In Act 2, Scene 1, the First Lord, a comrade of Duke Senior, describes a deer dying on the side of a riverbank in the Forest of Arden. In his description of the deer, he anthropomorphizes it:
To the which place a poor sequestered stag
That from the hunter’s aim had ta’en a hurt
Did come to languish. And indeed, my lord,
The wretched animal heaved forth such groans
That their discharge did stretch his leathern coat
Almost to bursting, and the big round tears
Coursed one another down his innocent nose
In piteous chase.
In the course of a conversation with Duke Senior about the morality of hunting, the First Lord reveals that he and Lord Amiens came across a crying stag that morning. The deer, injured by a hunter’s arrow, “languish[ed]” by the riverbank. The animal groaned with pain, and began to cry “big round tears.”
The First Lord’s account literally attributes human emotions and behavior to the stag. In a place like the Forest of Arden, anything is possible, so the audience could take the lord at his word. However, Shakespeare’s choice to give the animal human traits is a strange one. It encourages the audience to treat this animal’s suffering as if it were as serious as the suffering of any person in the play. Why?
Earlier in his story, the servant repeats Jaques’s opinion about hunting to Duke Senior, that in killing a deer one “do[es] more usurp/ Than doth your brother that hath banished you.” In other words, coming into the forest, the deer’s habitat, and murdering it is the equivalent of Duke Frederick banishing his brother from his own lands. In Jaques’s estimation, hunting is an act of violent displacement. Duke Senior expresses a similar view. It pains him, he says, that these “native burghers” (inhabitants) of the forest are shot down in “their own confines.”

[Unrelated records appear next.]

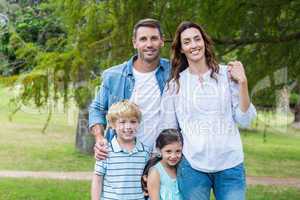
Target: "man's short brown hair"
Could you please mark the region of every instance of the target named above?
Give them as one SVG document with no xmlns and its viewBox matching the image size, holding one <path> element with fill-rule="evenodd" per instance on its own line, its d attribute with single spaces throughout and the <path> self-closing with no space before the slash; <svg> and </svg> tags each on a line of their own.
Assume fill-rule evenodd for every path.
<svg viewBox="0 0 300 200">
<path fill-rule="evenodd" d="M 151 27 L 151 28 L 157 28 L 159 31 L 159 35 L 160 37 L 163 37 L 163 32 L 162 29 L 160 27 L 160 22 L 156 19 L 141 19 L 140 21 L 138 21 L 133 28 L 133 37 L 136 38 L 136 32 L 140 27 Z"/>
</svg>

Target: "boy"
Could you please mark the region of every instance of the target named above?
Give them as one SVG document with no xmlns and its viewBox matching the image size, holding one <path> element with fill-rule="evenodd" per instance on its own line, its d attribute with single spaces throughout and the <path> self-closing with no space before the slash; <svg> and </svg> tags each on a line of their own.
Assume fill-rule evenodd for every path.
<svg viewBox="0 0 300 200">
<path fill-rule="evenodd" d="M 107 159 L 96 161 L 92 200 L 143 200 L 141 176 L 150 149 L 136 139 L 141 112 L 123 100 L 109 108 L 107 120 L 117 137 L 109 143 Z"/>
</svg>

The whimpering, crying deer provides a striking visual metaphor for the condition of the exiles in the play, who are equally pained and vulnerable after their families’ betrayal. Like Duke Senior, Orlando, and Rosalind, the deer has gone to “languish” for an untold amount of time in a new setting, watched over by concerned spectators, who despite their compassion cannot change its lot.